Slum games were scrawled in chalk on the pavements, women looked at their neighbours’ doors, and men in shirt sleeves smoked. The human beings, the trees, bathed in the delight of the evening. Children, grime painting scowls on their faces, sulky mops of hair in their eyes, squealed and squatted akimbo on their games, monkey hands on their knees.
May, May, May! The time of year when all is perfect and young. The hills were the same, the trees had the same roots, as when she was a child at Aunt Fran’s. How long the grass must be! She could feel her toes combing through it, aching with cold dew, the snapping of a clover head in a sandal buckle. She could see the white billy goat chained to the stone roller. How many horses did Uncle Donovan say it would take to move it? All of them – ten horses. Ten horses in the stable…
Her mother got up and went out. Emily lapsed on. The women came and seized the children; the doors shut, the air grew purer and more and more transparent, as if for silence to shine through it. At last Emily thought of the river, shining smoothly under the mist, on those early morning bathes.
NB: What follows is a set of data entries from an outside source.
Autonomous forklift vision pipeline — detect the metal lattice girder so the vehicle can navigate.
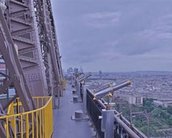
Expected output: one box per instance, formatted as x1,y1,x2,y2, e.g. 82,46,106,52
34,0,63,95
0,9,34,111
5,0,48,96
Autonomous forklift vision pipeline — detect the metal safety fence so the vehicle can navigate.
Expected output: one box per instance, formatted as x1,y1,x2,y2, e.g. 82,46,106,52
0,96,53,138
86,89,147,138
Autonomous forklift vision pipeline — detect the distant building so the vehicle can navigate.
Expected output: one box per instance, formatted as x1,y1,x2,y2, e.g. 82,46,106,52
153,100,172,107
115,94,143,105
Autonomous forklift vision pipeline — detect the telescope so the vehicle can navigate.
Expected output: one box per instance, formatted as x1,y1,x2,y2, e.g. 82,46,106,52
94,82,115,93
94,81,131,99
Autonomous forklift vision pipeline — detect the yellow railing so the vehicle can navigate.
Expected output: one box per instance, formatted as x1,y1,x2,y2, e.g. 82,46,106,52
0,96,53,138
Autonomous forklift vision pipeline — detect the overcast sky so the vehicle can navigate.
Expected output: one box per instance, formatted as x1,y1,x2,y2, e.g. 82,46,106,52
52,0,172,72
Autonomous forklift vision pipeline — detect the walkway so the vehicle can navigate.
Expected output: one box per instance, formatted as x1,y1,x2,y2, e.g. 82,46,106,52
53,85,93,138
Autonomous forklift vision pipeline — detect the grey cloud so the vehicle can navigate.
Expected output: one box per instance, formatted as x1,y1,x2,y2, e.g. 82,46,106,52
84,12,120,28
53,0,172,71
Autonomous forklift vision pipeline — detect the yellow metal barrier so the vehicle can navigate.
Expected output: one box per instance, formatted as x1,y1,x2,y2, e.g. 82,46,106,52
0,96,53,138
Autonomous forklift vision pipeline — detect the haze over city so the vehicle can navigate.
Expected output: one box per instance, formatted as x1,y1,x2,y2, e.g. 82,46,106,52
52,0,172,72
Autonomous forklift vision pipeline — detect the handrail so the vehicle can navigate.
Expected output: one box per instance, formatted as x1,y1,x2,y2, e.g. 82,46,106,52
0,96,53,138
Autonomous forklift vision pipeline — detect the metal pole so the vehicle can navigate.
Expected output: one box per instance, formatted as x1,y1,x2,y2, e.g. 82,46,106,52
101,109,115,138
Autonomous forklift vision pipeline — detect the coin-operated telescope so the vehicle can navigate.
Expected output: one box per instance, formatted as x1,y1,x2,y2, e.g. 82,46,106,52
94,81,131,99
93,81,131,110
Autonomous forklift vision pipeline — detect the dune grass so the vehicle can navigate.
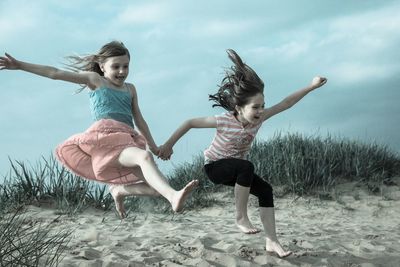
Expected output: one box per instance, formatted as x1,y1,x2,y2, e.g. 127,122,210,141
0,134,400,214
0,134,400,266
0,211,72,267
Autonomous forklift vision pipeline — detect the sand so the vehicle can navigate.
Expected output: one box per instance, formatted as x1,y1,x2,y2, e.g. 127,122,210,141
20,179,400,267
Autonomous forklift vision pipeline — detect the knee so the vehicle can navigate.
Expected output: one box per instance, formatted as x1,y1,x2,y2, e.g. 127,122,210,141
240,160,255,175
139,150,154,162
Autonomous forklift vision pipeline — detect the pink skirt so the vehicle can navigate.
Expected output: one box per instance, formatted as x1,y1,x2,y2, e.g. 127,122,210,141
56,119,146,185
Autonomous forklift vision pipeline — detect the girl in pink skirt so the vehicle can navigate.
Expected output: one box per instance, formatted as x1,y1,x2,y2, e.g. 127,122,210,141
0,41,198,218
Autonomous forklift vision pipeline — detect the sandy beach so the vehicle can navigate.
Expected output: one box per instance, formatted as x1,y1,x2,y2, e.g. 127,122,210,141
20,179,400,267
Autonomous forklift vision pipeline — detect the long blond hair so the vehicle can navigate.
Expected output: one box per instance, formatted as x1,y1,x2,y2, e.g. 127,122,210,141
65,41,130,93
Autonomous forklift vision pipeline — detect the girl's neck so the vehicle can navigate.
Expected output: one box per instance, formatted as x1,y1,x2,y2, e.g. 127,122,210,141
234,114,249,128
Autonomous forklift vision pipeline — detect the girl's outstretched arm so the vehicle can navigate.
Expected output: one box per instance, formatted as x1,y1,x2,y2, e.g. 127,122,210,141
128,84,159,155
262,76,328,121
0,53,101,89
159,116,217,159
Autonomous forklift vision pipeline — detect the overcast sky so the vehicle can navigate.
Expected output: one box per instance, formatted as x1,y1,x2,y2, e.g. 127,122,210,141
0,0,400,179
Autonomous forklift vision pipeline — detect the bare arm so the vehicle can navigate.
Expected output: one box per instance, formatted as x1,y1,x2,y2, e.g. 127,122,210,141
262,77,327,121
0,53,101,89
159,116,217,159
129,84,158,155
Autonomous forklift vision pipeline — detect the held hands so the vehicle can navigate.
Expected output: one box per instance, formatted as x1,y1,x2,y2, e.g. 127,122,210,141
0,53,19,70
311,76,328,89
158,144,174,160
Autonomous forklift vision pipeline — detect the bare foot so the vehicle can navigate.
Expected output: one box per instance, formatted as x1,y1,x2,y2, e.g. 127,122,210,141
109,185,126,219
265,238,292,258
171,180,199,212
236,218,261,234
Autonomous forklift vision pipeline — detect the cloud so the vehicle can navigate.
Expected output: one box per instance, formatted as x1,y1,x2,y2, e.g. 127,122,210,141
190,19,256,38
0,1,41,43
117,2,171,24
329,62,400,84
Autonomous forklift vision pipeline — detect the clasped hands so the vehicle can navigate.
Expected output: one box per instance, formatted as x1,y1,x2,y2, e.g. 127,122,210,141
150,144,174,160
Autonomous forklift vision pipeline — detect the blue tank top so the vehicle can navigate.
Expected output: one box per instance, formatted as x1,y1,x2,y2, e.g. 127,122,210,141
89,86,134,128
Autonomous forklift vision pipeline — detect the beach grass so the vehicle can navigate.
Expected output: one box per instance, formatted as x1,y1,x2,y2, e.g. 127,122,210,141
0,133,400,217
0,134,400,266
0,210,72,267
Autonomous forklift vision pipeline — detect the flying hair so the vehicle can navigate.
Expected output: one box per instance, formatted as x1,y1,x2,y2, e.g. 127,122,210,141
209,49,264,112
65,41,130,93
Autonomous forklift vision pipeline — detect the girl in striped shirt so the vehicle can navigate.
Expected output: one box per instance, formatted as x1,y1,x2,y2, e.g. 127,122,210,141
158,50,327,257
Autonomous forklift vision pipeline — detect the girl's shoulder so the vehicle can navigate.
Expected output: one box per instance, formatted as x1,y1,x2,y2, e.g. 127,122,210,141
125,83,136,96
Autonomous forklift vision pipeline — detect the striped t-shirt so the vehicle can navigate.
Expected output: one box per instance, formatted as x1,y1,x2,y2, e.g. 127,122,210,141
204,112,262,163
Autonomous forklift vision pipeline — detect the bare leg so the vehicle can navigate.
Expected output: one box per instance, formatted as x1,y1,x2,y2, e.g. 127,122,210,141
235,184,260,234
118,147,199,212
109,182,160,219
260,207,292,258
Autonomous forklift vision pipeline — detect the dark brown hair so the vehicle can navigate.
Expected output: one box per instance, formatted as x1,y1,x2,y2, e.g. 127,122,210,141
209,49,264,113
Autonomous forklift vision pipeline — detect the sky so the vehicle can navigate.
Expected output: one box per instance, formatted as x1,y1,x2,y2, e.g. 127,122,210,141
0,0,400,180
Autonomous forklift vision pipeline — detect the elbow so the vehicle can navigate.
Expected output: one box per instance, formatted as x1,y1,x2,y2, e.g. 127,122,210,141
183,119,195,130
49,68,60,80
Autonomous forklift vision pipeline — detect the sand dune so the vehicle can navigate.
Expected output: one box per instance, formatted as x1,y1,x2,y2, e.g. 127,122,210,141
21,180,400,267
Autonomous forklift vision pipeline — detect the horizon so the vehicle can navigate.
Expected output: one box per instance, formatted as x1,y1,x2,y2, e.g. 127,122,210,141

Why did it all seem so near, and closer every day, and yet so irrevocably saddened? If one person dies, the past is altered. Uncle Donovan was dead. People she had loved were dead. When you were young everyone was eternal. Her eyes moved, and she wondered at her emotion on seeing the sleeping man. She almost laughed. Yes, people would say she was in love with him. She laughed at the ridiculousness of her being in love with anybody. She couldn’t be. And the fisherman – he wasn’t like the others. Their talk had been casual, never cautious. They had never seemed to meet for the first time. In fact, although she could remember their first words, they never had ‘met’ any more than animals or birds meet. He was – what? An atmosphere in her own soul. Something more than a mood which was increasing in her.
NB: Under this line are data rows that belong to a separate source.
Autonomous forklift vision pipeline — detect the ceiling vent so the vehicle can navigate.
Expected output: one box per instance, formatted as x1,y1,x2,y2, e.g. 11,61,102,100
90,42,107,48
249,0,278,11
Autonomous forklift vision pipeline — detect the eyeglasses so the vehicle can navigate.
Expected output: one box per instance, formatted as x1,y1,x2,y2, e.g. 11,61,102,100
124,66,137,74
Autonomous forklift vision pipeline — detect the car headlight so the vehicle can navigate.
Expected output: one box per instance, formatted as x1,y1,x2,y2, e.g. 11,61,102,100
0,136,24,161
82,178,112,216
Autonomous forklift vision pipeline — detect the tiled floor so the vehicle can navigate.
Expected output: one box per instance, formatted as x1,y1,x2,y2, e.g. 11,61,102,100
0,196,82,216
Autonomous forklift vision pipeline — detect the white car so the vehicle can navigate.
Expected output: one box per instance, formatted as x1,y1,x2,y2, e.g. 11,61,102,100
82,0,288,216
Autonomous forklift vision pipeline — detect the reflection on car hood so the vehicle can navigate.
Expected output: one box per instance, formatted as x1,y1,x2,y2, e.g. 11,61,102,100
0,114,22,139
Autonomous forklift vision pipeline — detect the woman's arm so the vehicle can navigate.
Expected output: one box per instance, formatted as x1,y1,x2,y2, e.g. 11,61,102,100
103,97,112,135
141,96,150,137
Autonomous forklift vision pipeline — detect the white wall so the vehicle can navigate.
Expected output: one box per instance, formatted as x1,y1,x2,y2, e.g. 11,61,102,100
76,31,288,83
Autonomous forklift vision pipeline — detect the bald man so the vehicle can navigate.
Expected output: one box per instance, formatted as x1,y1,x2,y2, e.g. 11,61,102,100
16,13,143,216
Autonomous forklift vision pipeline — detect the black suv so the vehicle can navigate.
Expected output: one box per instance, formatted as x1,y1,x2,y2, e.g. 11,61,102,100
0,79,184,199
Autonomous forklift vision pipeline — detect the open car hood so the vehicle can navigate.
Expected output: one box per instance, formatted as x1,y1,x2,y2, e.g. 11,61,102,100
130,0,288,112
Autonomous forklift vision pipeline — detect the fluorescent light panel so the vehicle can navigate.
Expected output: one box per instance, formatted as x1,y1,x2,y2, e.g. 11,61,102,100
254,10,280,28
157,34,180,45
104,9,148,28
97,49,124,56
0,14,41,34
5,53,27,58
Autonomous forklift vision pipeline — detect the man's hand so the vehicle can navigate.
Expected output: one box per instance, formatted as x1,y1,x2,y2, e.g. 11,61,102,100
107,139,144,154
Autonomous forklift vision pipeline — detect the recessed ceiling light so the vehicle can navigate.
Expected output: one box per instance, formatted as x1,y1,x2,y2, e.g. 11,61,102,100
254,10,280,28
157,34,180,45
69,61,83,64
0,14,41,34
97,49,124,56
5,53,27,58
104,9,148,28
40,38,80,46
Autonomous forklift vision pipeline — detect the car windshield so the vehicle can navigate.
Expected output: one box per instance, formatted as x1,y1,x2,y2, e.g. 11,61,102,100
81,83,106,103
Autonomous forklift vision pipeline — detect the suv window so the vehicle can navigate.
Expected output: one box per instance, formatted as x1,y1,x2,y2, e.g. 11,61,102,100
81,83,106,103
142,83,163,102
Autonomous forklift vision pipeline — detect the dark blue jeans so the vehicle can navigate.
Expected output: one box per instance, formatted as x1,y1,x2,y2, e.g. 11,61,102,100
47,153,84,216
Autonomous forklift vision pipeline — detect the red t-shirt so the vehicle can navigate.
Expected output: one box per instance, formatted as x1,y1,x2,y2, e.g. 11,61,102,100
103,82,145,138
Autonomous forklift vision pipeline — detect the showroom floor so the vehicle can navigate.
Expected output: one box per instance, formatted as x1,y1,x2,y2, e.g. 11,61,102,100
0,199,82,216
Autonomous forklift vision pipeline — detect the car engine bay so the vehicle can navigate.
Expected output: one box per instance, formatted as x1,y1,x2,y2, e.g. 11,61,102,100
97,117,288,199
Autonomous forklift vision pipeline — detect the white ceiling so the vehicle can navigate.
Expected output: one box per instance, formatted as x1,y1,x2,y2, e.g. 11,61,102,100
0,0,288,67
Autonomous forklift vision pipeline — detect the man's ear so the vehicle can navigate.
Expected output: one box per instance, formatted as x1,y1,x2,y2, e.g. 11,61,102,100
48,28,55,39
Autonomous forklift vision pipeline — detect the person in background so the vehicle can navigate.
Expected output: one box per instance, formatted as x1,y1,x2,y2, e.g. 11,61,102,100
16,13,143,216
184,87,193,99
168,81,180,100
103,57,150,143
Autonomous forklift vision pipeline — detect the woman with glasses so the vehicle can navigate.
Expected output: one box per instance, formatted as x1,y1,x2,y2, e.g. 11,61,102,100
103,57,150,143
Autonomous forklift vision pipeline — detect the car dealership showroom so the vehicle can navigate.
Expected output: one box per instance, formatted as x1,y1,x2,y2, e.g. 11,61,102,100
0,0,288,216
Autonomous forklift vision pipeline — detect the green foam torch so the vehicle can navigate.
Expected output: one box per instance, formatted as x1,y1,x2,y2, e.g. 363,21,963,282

‘My dear, I wish you’d go and ring up Annie.’ Her mother was looking in. A flush was on her cheek and neck, streaking her thinness. Emily knew that this meant great nervous endurance. She jumped up and said she would go at once. Suddenly she shivered. She had to put on her coat.
It was quiet now, growing dusky. She had sat for a long time waiting for her call to come through. The mirror with the lettering on it was sinking into the shadow of the wall, the smoky voices in the bar were thicker. Suddenly someone shouted: ‘Do with ’im? Give ’im to the Jewish women, and tell ’em to save something alive for the Poles.’ There was a guttural laugh, a hoarse shuffling of tones, and then a blending again. Emily leant on the weak little cane table, the ice-cold edge of a slippery magazine touching her hand. Her heart beat in the long suspense and she sat with her eyes fixed on the telephone hanging in the corner by the door.
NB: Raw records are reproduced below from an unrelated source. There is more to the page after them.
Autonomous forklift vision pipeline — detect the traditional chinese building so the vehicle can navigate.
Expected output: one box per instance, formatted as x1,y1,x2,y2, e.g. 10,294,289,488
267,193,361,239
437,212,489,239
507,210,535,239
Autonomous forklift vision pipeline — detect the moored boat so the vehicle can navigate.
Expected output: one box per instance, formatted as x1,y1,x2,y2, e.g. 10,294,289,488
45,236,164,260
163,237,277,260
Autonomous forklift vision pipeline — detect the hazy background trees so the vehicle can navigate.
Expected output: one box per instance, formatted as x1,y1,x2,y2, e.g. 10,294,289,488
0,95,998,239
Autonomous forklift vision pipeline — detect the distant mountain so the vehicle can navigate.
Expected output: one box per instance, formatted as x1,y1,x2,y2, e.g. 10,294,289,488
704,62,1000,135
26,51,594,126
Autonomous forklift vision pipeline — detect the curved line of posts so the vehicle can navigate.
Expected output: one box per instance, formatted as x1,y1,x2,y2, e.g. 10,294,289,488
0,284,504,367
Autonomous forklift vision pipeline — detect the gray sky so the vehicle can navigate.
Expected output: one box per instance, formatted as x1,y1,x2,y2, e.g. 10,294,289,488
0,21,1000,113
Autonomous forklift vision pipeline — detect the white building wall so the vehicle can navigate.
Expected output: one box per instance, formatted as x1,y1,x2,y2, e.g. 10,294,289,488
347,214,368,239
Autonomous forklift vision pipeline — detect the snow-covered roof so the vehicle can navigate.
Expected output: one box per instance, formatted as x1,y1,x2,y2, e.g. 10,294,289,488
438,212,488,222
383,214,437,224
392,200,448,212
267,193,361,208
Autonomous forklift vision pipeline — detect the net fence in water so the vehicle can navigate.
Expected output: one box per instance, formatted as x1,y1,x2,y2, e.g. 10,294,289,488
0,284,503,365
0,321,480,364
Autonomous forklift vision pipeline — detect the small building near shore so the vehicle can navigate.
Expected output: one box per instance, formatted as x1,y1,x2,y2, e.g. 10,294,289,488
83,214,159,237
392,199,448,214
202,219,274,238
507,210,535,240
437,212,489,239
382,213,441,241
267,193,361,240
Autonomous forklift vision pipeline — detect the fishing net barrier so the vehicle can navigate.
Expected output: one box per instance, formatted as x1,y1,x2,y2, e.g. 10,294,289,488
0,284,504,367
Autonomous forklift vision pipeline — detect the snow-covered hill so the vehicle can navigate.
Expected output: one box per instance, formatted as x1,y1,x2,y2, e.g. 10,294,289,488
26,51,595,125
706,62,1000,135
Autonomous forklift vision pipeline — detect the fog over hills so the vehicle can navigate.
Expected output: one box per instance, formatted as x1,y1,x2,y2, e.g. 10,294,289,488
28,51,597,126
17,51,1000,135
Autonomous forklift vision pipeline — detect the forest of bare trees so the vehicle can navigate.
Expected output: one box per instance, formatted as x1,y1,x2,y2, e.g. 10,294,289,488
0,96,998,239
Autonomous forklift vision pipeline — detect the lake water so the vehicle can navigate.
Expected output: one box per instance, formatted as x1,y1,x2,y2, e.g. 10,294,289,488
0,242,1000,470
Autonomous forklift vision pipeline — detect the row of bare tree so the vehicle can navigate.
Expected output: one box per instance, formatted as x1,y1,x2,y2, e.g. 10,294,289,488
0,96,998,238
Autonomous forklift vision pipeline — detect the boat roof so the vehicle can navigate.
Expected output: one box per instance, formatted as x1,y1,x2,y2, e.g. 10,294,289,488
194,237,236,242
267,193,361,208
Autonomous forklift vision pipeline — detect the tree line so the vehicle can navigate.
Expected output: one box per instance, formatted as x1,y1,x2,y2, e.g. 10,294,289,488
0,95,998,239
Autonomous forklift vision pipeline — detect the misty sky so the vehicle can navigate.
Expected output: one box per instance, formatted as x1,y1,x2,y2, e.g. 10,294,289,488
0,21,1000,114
Presently the house emptied. There was a shambling noise in the street: the landlord looked in at her, rubbing his bare arms:
‘Not through yet?’
‘No.’
‘Want a light?’
She shook her head.
‘It’s cold in here,’ the landlord said, buttoning his cuffs, and he went out closing the door, leaving the shutters open. The moonlight fell towards the windowsill, creepingly, like a hand edging on to the keyboard. A twist of breeze made the hem of the white curtains writhe.
‘There must be a raid on. I’ll cancel,’ she said to herself. Five more minutes passed. The landlord had gone back into the smoking room. He was crumpling papers, talking in a petulant undertone with louder bursts of sighs and yawns. A woman spoke sharply, ‘… this time of night?’
‘She’s trying to get London.’
‘Oh! Well, I’ve locked up—’
The telephone rang.
‘Annie?’
‘Yes, Emily – you’ve had my wire?’
‘No. Nothing.’
How cold and queer the air felt! And those old magazines with their odour of linoleum—
The receiver spouted words, all unintelligible: it whistled, it gurgled and was hollow with some deep resonance, like a dry pump.
‘Tomorrow – tomorrow,’ it shouted.
‘All right,’ she yelled. ‘You’re coming tomorrow. Is there a raid on?’
‘Not ’alf,’ said Annie’s voice in a little space which it exactly filled. ‘It’s not too bad yet but I must get ready to take the children down to the shelter. There, did you hear that? Christ, I hope it’s not going to be as bloody awful as last night.’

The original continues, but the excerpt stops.